Me crié en medio de ese espíritu de revuelta popular pacífica que fue la década de los años sesenta. La Primavera de Praga empezó con un simposio sobre Franz Kafka, escritor hasta entonces prohibido por las autoridades comunistas. Recuerdo que mis padres y sus jóvenes amigos discutían sobre libros de Milan Kundera y Bohumil Hrabal, seguían las obras de teatro de Václav Havel y las películas de Miloš Forman y Jirí Menzel que ya no estaban sometidas a la censura: la Primavera de Praga era un movimiento que empezó por la cultura. Además, mis padres y sus amigos debatían sobre el muy influyente manifiesto 2.000 palabras en el que el escritor Ludvík Vaculík pedía una profunda reforma del sistema. Durante mis paseos primaverales por la ciudad con mi abuela, en las plazas de Staré Mesto, acostumbraba a ver colas para firmar peticiones de más apertura.
El 21 de agosto del mismo año, de madrugada, a mi hermano y a mí nos despertó un ruido intenso. Corrimos hacia la ventana abierta y lo que descubrimos en la calle era una pesadilla. Por nuestra avenida, Francouzská, bajaban con enorme estrépito unos tanques soviéticos.
Tras el naufragio de la Primavera, quedó claro que las cosas no se pueden hacer a medias: no se puede destotalizar el totalitarismo ni democratizar una no democracia: el movimiento sucumbió bajo el peso de sus propias paradojas. La Praga invadida por los tanques soviéticos se llenó de polémicas sobre lo acontecido; entre ellas, la de dos prominentes escritores, Havel y Kundera. Con un pathos desacostumbrado en él, Kundera hablaba del destino trágico de los checos y del sentido que ese destino ofrecía universalmente a la posteridad: una lección sobre la esencia del socialismo real. Con un pragmatismo desdeñoso, Havel aseguraba que la invasión había sido el resultado de la mala gestión e inexperiencia de la clase dirigente de la Primavera de Praga, y de su incapacidad de prever las consecuencias de una política de abruptas reformas. En otras palabras, Kundera afirmaba: nuestra desgracia servirá para iluminar al mundo, mientras que Havel sostenía: no lo hemos sabido hacer bien y aquí están las consecuencias.
A mi entender, ambos acertaron. A Havel el futuro inmediato le dio la razón: Checoslovaquia quedaría otra vez bajo la tutela de la Unión Soviética y se convertiría en un país cuyo ambiente desangelado lo rompía únicamente el movimiento disidente Carta 77, guiado por los filósofos Jan Patocka (que lo pagó con su vida) y Ladislav Hejdánek, además del mismo Havel.

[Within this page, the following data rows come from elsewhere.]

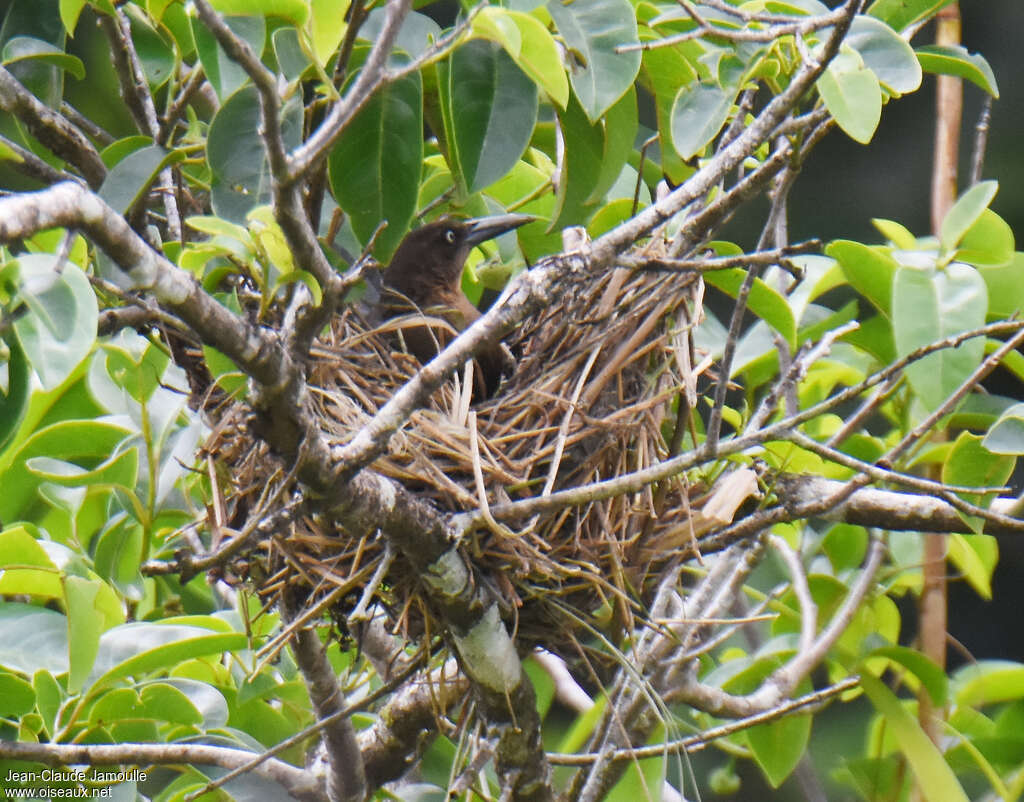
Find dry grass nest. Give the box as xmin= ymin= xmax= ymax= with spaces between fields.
xmin=208 ymin=260 xmax=702 ymax=651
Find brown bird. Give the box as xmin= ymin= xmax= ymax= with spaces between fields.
xmin=383 ymin=214 xmax=535 ymax=398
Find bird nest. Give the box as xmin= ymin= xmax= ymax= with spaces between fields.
xmin=208 ymin=260 xmax=702 ymax=650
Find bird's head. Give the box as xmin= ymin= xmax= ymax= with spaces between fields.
xmin=384 ymin=214 xmax=535 ymax=302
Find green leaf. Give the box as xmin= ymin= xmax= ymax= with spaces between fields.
xmin=441 ymin=39 xmax=538 ymax=193
xmin=59 ymin=0 xmax=86 ymax=35
xmin=128 ymin=14 xmax=176 ymax=91
xmin=746 ymin=708 xmax=813 ymax=788
xmin=309 ymin=0 xmax=350 ymax=66
xmin=587 ymin=86 xmax=638 ymax=203
xmin=978 ymin=253 xmax=1024 ymax=320
xmin=189 ymin=14 xmax=266 ymax=100
xmin=816 ymin=48 xmax=882 ymax=144
xmin=939 ymin=181 xmax=999 ymax=252
xmin=942 ymin=431 xmax=1017 ymax=532
xmin=843 ymin=14 xmax=921 ymax=95
xmin=210 ymin=0 xmax=305 ymax=25
xmin=0 ymin=601 xmax=68 ymax=675
xmin=703 ymin=267 xmax=797 ymax=350
xmin=892 ymin=262 xmax=988 ymax=410
xmin=952 ymin=660 xmax=1024 ymax=708
xmin=0 ymin=671 xmax=36 ymax=718
xmin=91 ymin=622 xmax=249 ymax=690
xmin=206 ymin=86 xmax=302 ymax=224
xmin=915 ymin=45 xmax=999 ymax=97
xmin=860 ymin=672 xmax=968 ymax=802
xmin=956 ymin=209 xmax=1017 ymax=267
xmin=328 ymin=58 xmax=423 ymax=261
xmin=0 ymin=334 xmax=32 ymax=452
xmin=672 ymin=81 xmax=736 ymax=159
xmin=471 ymin=6 xmax=569 ymax=109
xmin=865 ymin=646 xmax=949 ymax=707
xmin=947 ymin=532 xmax=999 ymax=601
xmin=99 ymin=144 xmax=184 ymax=214
xmin=14 ymin=253 xmax=99 ymax=390
xmin=63 ymin=577 xmax=108 ymax=693
xmin=2 ymin=36 xmax=85 ymax=81
xmin=867 ymin=0 xmax=953 ymax=31
xmin=641 ymin=38 xmax=697 ymax=183
xmin=981 ymin=404 xmax=1024 ymax=456
xmin=546 ymin=0 xmax=640 ymax=122
xmin=549 ymin=94 xmax=604 ymax=230
xmin=871 ymin=217 xmax=918 ymax=251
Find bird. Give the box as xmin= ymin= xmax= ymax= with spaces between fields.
xmin=382 ymin=214 xmax=535 ymax=399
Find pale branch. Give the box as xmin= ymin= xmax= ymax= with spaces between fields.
xmin=358 ymin=662 xmax=472 ymax=791
xmin=665 ymin=537 xmax=885 ymax=718
xmin=282 ymin=594 xmax=367 ymax=802
xmin=99 ymin=9 xmax=181 ymax=242
xmin=335 ymin=0 xmax=856 ymax=477
xmin=0 ymin=741 xmax=328 ymax=802
xmin=194 ymin=0 xmax=288 ymax=180
xmin=196 ymin=0 xmax=341 ymax=335
xmin=884 ymin=329 xmax=1024 ymax=467
xmin=775 ymin=473 xmax=1024 ymax=536
xmin=286 ymin=0 xmax=412 ymax=183
xmin=615 ymin=0 xmax=842 ymax=53
xmin=618 ymin=240 xmax=821 ymax=272
xmin=548 ymin=677 xmax=860 ymax=766
xmin=192 ymin=647 xmax=428 ymax=802
xmin=784 ymin=429 xmax=1024 ymax=534
xmin=592 ymin=0 xmax=859 ymax=268
xmin=0 ymin=67 xmax=106 ymax=189
xmin=0 ymin=136 xmax=82 ymax=184
xmin=768 ymin=535 xmax=818 ymax=652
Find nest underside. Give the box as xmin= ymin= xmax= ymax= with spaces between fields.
xmin=209 ymin=269 xmax=699 ymax=651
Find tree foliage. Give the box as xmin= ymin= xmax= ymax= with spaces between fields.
xmin=0 ymin=0 xmax=1024 ymax=802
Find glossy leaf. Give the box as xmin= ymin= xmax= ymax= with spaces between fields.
xmin=472 ymin=6 xmax=569 ymax=109
xmin=867 ymin=0 xmax=953 ymax=31
xmin=892 ymin=262 xmax=988 ymax=410
xmin=942 ymin=431 xmax=1017 ymax=536
xmin=982 ymin=404 xmax=1024 ymax=456
xmin=0 ymin=334 xmax=32 ymax=452
xmin=309 ymin=0 xmax=350 ymax=66
xmin=672 ymin=81 xmax=735 ymax=159
xmin=2 ymin=36 xmax=85 ymax=81
xmin=860 ymin=672 xmax=968 ymax=802
xmin=0 ymin=671 xmax=36 ymax=718
xmin=587 ymin=87 xmax=634 ymax=203
xmin=329 ymin=61 xmax=423 ymax=260
xmin=546 ymin=0 xmax=640 ymax=122
xmin=844 ymin=14 xmax=921 ymax=95
xmin=206 ymin=86 xmax=302 ymax=223
xmin=746 ymin=712 xmax=811 ymax=788
xmin=939 ymin=181 xmax=999 ymax=251
xmin=705 ymin=267 xmax=797 ymax=349
xmin=956 ymin=209 xmax=1017 ymax=267
xmin=978 ymin=253 xmax=1024 ymax=319
xmin=817 ymin=53 xmax=882 ymax=144
xmin=442 ymin=39 xmax=537 ymax=193
xmin=825 ymin=240 xmax=899 ymax=315
xmin=915 ymin=45 xmax=999 ymax=97
xmin=99 ymin=144 xmax=184 ymax=214
xmin=210 ymin=0 xmax=309 ymax=25
xmin=14 ymin=254 xmax=99 ymax=389
xmin=190 ymin=16 xmax=266 ymax=99
xmin=549 ymin=94 xmax=604 ymax=229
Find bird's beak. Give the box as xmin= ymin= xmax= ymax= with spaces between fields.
xmin=466 ymin=214 xmax=537 ymax=245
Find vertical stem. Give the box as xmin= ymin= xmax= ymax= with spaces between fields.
xmin=913 ymin=3 xmax=964 ymax=799
xmin=932 ymin=3 xmax=964 ymax=234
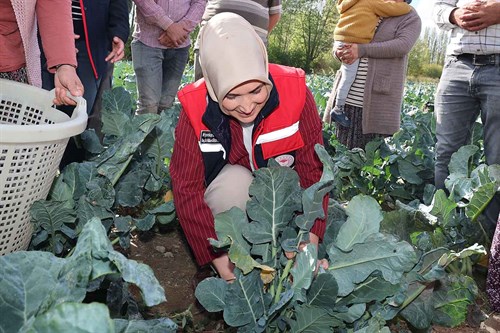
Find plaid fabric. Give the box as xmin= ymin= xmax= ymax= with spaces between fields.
xmin=335 ymin=104 xmax=384 ymax=149
xmin=0 ymin=67 xmax=28 ymax=83
xmin=486 ymin=215 xmax=500 ymax=312
xmin=434 ymin=0 xmax=500 ymax=55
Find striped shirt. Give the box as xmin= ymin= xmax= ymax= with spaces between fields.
xmin=170 ymin=90 xmax=328 ymax=266
xmin=132 ymin=0 xmax=207 ymax=49
xmin=345 ymin=58 xmax=368 ymax=108
xmin=71 ymin=0 xmax=82 ymax=21
xmin=433 ymin=0 xmax=500 ymax=55
xmin=197 ymin=0 xmax=281 ymax=43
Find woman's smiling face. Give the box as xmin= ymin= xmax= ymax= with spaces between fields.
xmin=221 ymin=81 xmax=269 ymax=124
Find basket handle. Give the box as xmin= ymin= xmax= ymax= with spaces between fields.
xmin=50 ymin=88 xmax=87 ymax=119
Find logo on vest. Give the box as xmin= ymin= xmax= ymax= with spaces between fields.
xmin=200 ymin=130 xmax=219 ymax=143
xmin=274 ymin=155 xmax=295 ymax=167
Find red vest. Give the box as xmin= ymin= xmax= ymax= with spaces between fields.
xmin=178 ymin=64 xmax=306 ymax=184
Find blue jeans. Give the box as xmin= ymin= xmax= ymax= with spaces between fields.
xmin=131 ymin=40 xmax=189 ymax=114
xmin=435 ymin=56 xmax=500 ymax=234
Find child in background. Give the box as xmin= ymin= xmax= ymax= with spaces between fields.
xmin=330 ymin=0 xmax=411 ymax=127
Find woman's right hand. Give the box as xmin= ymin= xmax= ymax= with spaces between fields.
xmin=335 ymin=44 xmax=359 ymax=65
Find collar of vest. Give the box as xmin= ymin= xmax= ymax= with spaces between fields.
xmin=178 ymin=64 xmax=306 ymax=183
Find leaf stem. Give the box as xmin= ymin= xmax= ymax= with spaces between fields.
xmin=400 ymin=285 xmax=427 ymax=311
xmin=274 ymin=259 xmax=293 ymax=304
xmin=111 ymin=154 xmax=134 ymax=187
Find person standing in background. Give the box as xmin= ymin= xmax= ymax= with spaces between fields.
xmin=323 ymin=0 xmax=422 ymax=149
xmin=131 ymin=0 xmax=206 ymax=114
xmin=434 ymin=0 xmax=500 ymax=312
xmin=42 ymin=0 xmax=130 ymax=116
xmin=194 ymin=0 xmax=281 ymax=81
xmin=0 ymin=0 xmax=84 ymax=105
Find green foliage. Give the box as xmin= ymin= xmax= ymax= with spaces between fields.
xmin=30 ymin=87 xmax=179 ymax=255
xmin=0 ymin=218 xmax=177 ymax=333
xmin=325 ymin=83 xmax=435 ymax=207
xmin=196 ymin=147 xmax=485 ymax=332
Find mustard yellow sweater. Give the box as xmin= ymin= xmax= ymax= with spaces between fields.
xmin=333 ymin=0 xmax=411 ymax=44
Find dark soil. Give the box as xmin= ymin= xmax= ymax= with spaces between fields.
xmin=128 ymin=224 xmax=493 ymax=333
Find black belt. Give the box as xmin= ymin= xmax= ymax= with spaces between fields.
xmin=457 ymin=53 xmax=500 ymax=66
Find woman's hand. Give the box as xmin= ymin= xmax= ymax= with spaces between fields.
xmin=285 ymin=232 xmax=328 ymax=273
xmin=53 ymin=65 xmax=83 ymax=105
xmin=104 ymin=36 xmax=125 ymax=64
xmin=335 ymin=44 xmax=359 ymax=65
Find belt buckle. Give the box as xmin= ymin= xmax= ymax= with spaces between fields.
xmin=472 ymin=54 xmax=484 ymax=66
xmin=472 ymin=54 xmax=496 ymax=66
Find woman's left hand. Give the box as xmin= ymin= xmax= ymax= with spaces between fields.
xmin=285 ymin=232 xmax=328 ymax=275
xmin=53 ymin=65 xmax=84 ymax=105
xmin=335 ymin=44 xmax=359 ymax=65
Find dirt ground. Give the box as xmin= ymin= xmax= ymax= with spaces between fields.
xmin=128 ymin=225 xmax=492 ymax=333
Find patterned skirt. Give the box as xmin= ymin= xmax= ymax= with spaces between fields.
xmin=0 ymin=67 xmax=28 ymax=83
xmin=486 ymin=218 xmax=500 ymax=313
xmin=335 ymin=104 xmax=385 ymax=149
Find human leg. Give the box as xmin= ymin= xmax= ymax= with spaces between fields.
xmin=477 ymin=66 xmax=500 ymax=233
xmin=158 ymin=46 xmax=189 ymax=111
xmin=434 ymin=57 xmax=480 ymax=189
xmin=131 ymin=40 xmax=163 ymax=114
xmin=330 ymin=59 xmax=359 ymax=127
xmin=205 ymin=164 xmax=253 ymax=216
xmin=205 ymin=164 xmax=253 ymax=281
xmin=193 ymin=49 xmax=203 ymax=81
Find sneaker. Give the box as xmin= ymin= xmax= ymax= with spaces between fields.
xmin=330 ymin=105 xmax=351 ymax=127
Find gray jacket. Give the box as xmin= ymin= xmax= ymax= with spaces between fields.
xmin=323 ymin=9 xmax=422 ymax=135
xmin=358 ymin=9 xmax=422 ymax=135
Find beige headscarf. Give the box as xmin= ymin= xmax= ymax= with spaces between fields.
xmin=200 ymin=12 xmax=273 ymax=103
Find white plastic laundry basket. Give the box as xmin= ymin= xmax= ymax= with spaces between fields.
xmin=0 ymin=79 xmax=87 ymax=255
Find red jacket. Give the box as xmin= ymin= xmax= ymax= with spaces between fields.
xmin=170 ymin=65 xmax=328 ymax=265
xmin=178 ymin=65 xmax=307 ymax=186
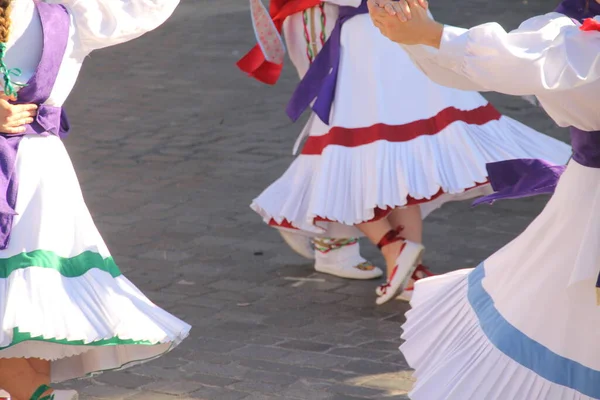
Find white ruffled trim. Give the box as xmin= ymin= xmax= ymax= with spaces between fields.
xmin=0 ymin=267 xmax=190 ymax=381
xmin=400 ymin=270 xmax=593 ymax=400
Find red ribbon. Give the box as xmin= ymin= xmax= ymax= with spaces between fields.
xmin=236 ymin=0 xmax=321 ymax=85
xmin=579 ymin=18 xmax=600 ymax=32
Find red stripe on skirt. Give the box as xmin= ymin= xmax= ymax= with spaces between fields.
xmin=302 ymin=103 xmax=502 ymax=155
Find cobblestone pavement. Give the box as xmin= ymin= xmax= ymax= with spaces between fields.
xmin=51 ymin=0 xmax=566 ymax=400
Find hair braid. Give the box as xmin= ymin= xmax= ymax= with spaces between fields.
xmin=0 ymin=0 xmax=22 ymax=99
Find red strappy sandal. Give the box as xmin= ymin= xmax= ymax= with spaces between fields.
xmin=375 ymin=227 xmax=425 ymax=305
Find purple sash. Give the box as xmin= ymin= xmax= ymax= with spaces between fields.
xmin=0 ymin=1 xmax=71 ymax=250
xmin=473 ymin=127 xmax=600 ymax=290
xmin=286 ymin=0 xmax=369 ymax=125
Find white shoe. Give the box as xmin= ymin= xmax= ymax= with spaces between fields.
xmin=52 ymin=390 xmax=79 ymax=400
xmin=315 ymin=242 xmax=383 ymax=280
xmin=278 ymin=229 xmax=315 ymax=260
xmin=375 ymin=240 xmax=425 ymax=305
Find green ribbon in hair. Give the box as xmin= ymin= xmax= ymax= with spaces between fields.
xmin=29 ymin=385 xmax=54 ymax=400
xmin=0 ymin=43 xmax=26 ymax=97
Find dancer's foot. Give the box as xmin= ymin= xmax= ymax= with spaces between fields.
xmin=279 ymin=229 xmax=315 ymax=260
xmin=375 ymin=228 xmax=425 ymax=305
xmin=397 ymin=264 xmax=435 ymax=302
xmin=313 ymin=238 xmax=383 ymax=280
xmin=30 ymin=385 xmax=79 ymax=400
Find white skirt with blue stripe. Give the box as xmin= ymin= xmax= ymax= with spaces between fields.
xmin=400 ymin=161 xmax=600 ymax=400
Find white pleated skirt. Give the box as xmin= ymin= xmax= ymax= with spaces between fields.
xmin=251 ymin=11 xmax=571 ymax=237
xmin=0 ymin=136 xmax=190 ymax=382
xmin=400 ymin=161 xmax=600 ymax=400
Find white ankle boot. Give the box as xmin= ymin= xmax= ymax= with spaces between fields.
xmin=279 ymin=229 xmax=315 ymax=260
xmin=314 ymin=238 xmax=383 ymax=280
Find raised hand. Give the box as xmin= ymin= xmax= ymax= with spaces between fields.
xmin=0 ymin=94 xmax=38 ymax=135
xmin=372 ymin=0 xmax=428 ymax=22
xmin=368 ymin=0 xmax=444 ymax=48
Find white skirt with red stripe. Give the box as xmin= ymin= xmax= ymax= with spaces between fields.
xmin=251 ymin=11 xmax=571 ymax=237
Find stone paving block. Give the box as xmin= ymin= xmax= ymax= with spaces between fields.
xmin=64 ymin=0 xmax=567 ymax=400
xmin=144 ymin=381 xmax=210 ymax=396
xmin=96 ymin=372 xmax=154 ymax=389
xmin=231 ymin=344 xmax=292 ymax=361
xmin=190 ymin=387 xmax=250 ymax=400
xmin=80 ymin=385 xmax=140 ymax=399
xmin=343 ymin=359 xmax=406 ymax=375
xmin=244 ymin=369 xmax=298 ymax=386
xmin=239 ymin=360 xmax=356 ymax=382
xmin=327 ymin=347 xmax=390 ymax=360
xmin=277 ymin=340 xmax=331 ymax=352
xmin=229 ymin=380 xmax=289 ymax=395
xmin=279 ymin=351 xmax=352 ymax=368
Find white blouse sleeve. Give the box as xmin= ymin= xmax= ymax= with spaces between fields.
xmin=405 ymin=13 xmax=600 ymax=96
xmin=61 ymin=0 xmax=179 ymax=53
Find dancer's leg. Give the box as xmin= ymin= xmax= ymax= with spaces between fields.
xmin=388 ymin=206 xmax=423 ymax=243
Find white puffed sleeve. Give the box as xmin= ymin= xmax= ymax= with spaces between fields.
xmin=325 ymin=0 xmax=361 ymax=7
xmin=58 ymin=0 xmax=179 ymax=52
xmin=404 ymin=13 xmax=600 ymax=96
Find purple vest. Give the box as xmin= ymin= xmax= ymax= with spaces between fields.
xmin=286 ymin=0 xmax=369 ymax=125
xmin=0 ymin=1 xmax=70 ymax=250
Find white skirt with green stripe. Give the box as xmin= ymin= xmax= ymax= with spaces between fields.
xmin=0 ymin=136 xmax=190 ymax=382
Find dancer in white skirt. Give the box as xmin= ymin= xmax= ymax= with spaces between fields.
xmin=371 ymin=0 xmax=600 ymax=400
xmin=0 ymin=0 xmax=190 ymax=400
xmin=238 ymin=0 xmax=383 ymax=279
xmin=241 ymin=0 xmax=570 ymax=304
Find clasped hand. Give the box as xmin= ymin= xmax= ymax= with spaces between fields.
xmin=368 ymin=0 xmax=443 ymax=48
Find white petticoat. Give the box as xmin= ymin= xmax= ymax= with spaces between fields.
xmin=401 ymin=161 xmax=600 ymax=400
xmin=0 ymin=136 xmax=190 ymax=382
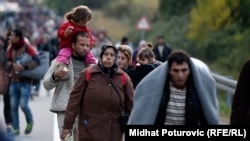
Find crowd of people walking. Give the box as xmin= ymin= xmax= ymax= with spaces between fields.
xmin=0 ymin=1 xmax=249 ymax=141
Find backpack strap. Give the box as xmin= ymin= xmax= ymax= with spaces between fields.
xmin=85 ymin=67 xmax=91 ymax=81
xmin=80 ymin=67 xmax=91 ymax=105
xmin=121 ymin=73 xmax=127 ymax=86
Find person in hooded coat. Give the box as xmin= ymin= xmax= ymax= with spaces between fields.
xmin=61 ymin=43 xmax=134 ymax=141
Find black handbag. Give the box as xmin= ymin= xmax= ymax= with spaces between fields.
xmin=111 ymin=81 xmax=129 ymax=133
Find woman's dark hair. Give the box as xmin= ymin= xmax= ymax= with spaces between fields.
xmin=12 ymin=29 xmax=23 ymax=39
xmin=71 ymin=31 xmax=89 ymax=43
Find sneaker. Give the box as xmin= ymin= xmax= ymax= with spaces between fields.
xmin=24 ymin=123 xmax=33 ymax=135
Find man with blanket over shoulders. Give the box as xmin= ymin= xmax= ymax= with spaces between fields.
xmin=128 ymin=50 xmax=219 ymax=125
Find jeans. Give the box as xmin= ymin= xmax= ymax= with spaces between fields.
xmin=9 ymin=81 xmax=33 ymax=130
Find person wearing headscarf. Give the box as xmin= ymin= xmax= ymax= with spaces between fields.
xmin=61 ymin=42 xmax=134 ymax=141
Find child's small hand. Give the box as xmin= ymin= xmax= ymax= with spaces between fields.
xmin=64 ymin=26 xmax=74 ymax=37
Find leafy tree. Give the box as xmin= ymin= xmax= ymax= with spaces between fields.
xmin=188 ymin=0 xmax=238 ymax=41
xmin=159 ymin=0 xmax=196 ymax=19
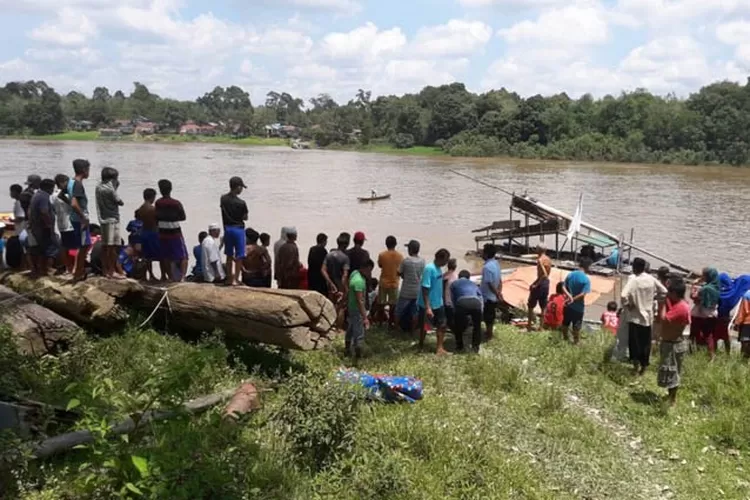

También Kundera tuvo su parte de razón, porque de acuerdo con su previsión, el golpe de gracia contra la Primavera de Praga fue un duro revés para la izquierda occidental. Bajo el impacto de la invasión soviética, que sacudió al mundo entero, los partidos comunistas occidentales iban a verse obligados a distanciarse de su discurso intransigente y prosoviético. Los partidos comunistas tuvieron que reciclarse profundamente porque si habían cerrado los ojos cuando la Unión Soviética reprimió con tanques y sangre la revuelta en Budapest en 1956, en la posguerra, no podían hacer lo mismo doce años más tarde. Además, dos décadas después, desde el imperio soviético, Mijaíl Gorbachov se inspiró en las reformas de aquella Primavera cuando ponía en marcha su perestroika; tampoco él tuvo suerte con sus reformas.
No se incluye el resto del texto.